Keywords

104.1 Introduction

With the development of human society, the network has been integrated into all aspects of people’s lives. Along with the convenience, network also brings many security problems, the global Internet attack happens frequently, and makes a highly severe impact on the global network. At the same time, in our county a variety of network security incidents have become inevitable, such as network economic crimes, large-scale network attacks, network stolen and so on. All these have became a constraint to our economic development, especially became the key factors that threaten social stability and national security. So that how to evaluate the situation of network security comprehensively and objectively has became a challenging issue. In this paper we use Network Security Index System (NSIS) to solve this problem perfectly. NSIS choose the objective and subjective attributions to quantify and compute network security situation, and it is designed to assist managers to discover the main elements that influence network security. So the managers can focus on the primary to defense the attack and protect the network.
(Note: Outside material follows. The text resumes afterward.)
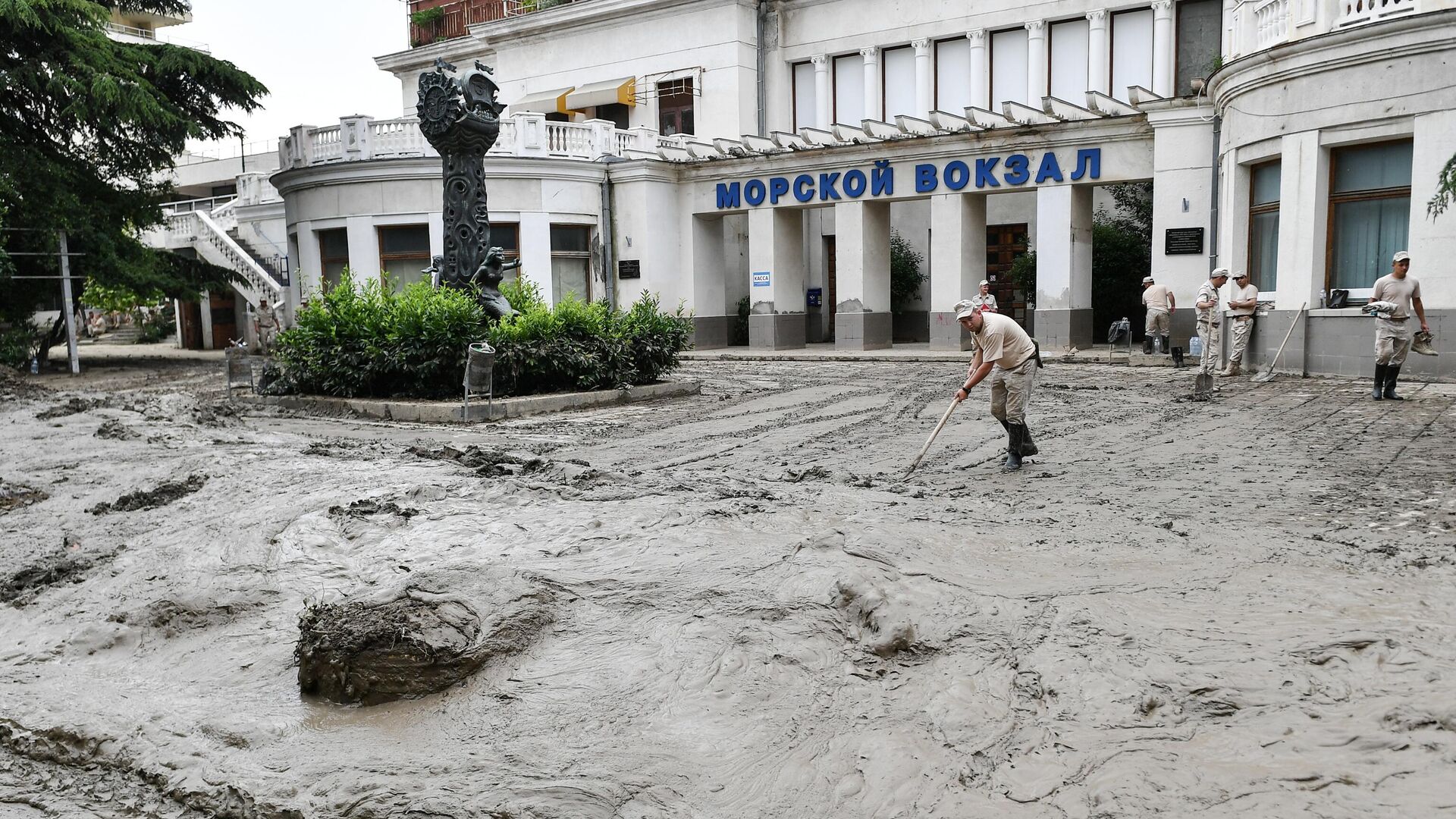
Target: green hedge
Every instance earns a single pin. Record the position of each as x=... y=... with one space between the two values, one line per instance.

NSIS is implemented in our system named YHSAS, this system is to analyze and predict the larger-scale network security situation. In this system, sensors like IDS, firewall, et al. are distributed deployed to detect and monitor the abnormal events in the network, all the threaten events generated by these sensors are send to server to be analyzed. Base on these information NSIS is used to evaluate the network situation in our system.

The rest of this paper is organized as follows. In Sect. 104.2, related theories of network security index system are explained. Section 104.3 explains the design of this system. Section 104.4 presents an experimental evaluation. Finally, the conclusion is given in sect. 104.5.

104.2 Related Works

Tim Bass (2000) proposes a distributed intrusion detection system using multi-sensor data to assess computer network security through data fusion and data mining methods. Meanwhile, Han et al. (2004) use qualitative analysis methods to assess network vulnerability. Kamara et al. (2003) propose Internet firewall vulnerability assessment, Hariri et al. (2003) propose a large-scale network attack assessment using quantitative analysis, The OCTAVE (Alberts et al. 2003) and ISO 13335 (2001) standards combined qualitative and quantitative methods to evaluate network security.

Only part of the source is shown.